It was a gorgeous fall afternoon in Connecticut.

The foliage was beginning to turn with the Maple trees taking on a brilliant crimson cast.  Late in the afternoon I decided to drive over to Bridgeport and do a little scouting.  I was covering Connecticut for National Geographic and looking for something with an edge.

I was told by the State Police that Bridgeport was a very dangerous place. Ironically, Bridgeport had a long and illustrious history.  It was also the longstanding home of one of my favorite personalities. PT Barnum. I had to find out about Bridgeport for myself.

I checked in with the local police to get the lay of the land and in that meeting it was suggested strongly that I not go to the bad side of Main.  I asked which side was the bad side and the officers on duty looked at each other laughing and said, “ You won’t have any question once you get there.”  They suggested I hire a body guard.  I laughed at that because, as I told the officers,  I live in the LA area and have to do a lot of work in the south central area. I said, “ How bad can it be?”  They just said, “ Be real careful. It’s bad down there.”

I headed for the bad part of Bridgeport! The officers were right. There’s no mistaking that part of town. It doesn’t look much different from any other city's seedier side but, there was a heavy feeling of tension that existed as you drove through.  I made a quick pass through various areas of the neighborhood and stopped my rental car at a corner near a small convenience market.

I left my cameras in the trunk and went to stand next to a telephone pole.  I had a great vantage point down the street and it became apparent quickly that drugs were the commodity of choice in this part of town. A car would drive up, the bagman would lean into the window, money exchanged hands as well as the drugs and the car moved on down the street.  It was a ritual that repeated many times an hour.  I considered going back to get my camera as a young man strolled up to stand by the pole with me.

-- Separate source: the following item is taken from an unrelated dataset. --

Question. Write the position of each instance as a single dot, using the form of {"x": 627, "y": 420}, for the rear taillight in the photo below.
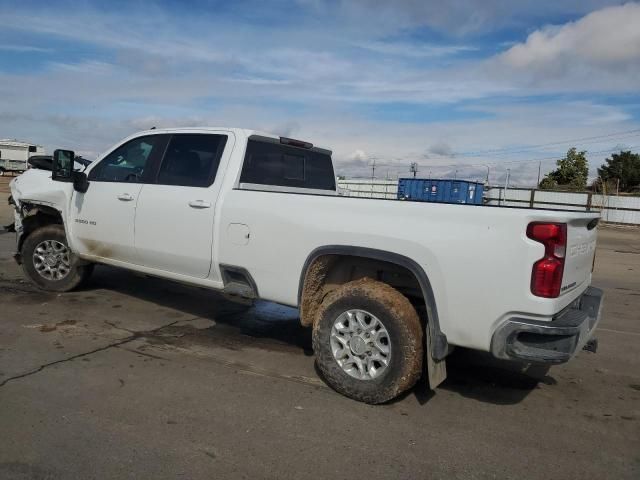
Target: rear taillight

He introduced himself as Gary and asked me what I was doing in this area. “We don’t get a lot of white folks standing on the corner down here. You aren’t hooking are you.”  We both laughed. I told Gary I was doing a story for National Geographic and he said that he had grown up looking at that magazine at his grandma’s.  He asked if I liked work.  We talk for about half an hour and then he said, “ you know it's probably smart for you to take off now. I think the people up the street are getting tired of you watching.”  I told Gary not to worry I spend a lot of time in tough LA neighborhoods.

He smiled at that and said, Let me put it another way and pulled up his polo shirt exposing a very clean glock 9mm semi-automatic pistol in the waistband of his pants.  He smiled again and said, I really don’t want to be rude but, your cutting into my business time.  I just think it would be best for you to stay out of the area for a while.  I garnered up a smile and said, in a stupid, sort of awkward way, “You take care and I’ll see you later I guess.”  He said,  “ Just give it a few days ok.”  I nodded.  I never saw Gary again and when I went back to that part of town it was with an off duty officer or with the police on a raid.  It’s funny how we survive being stupid.  I guess god smiles on the intellectually challenged.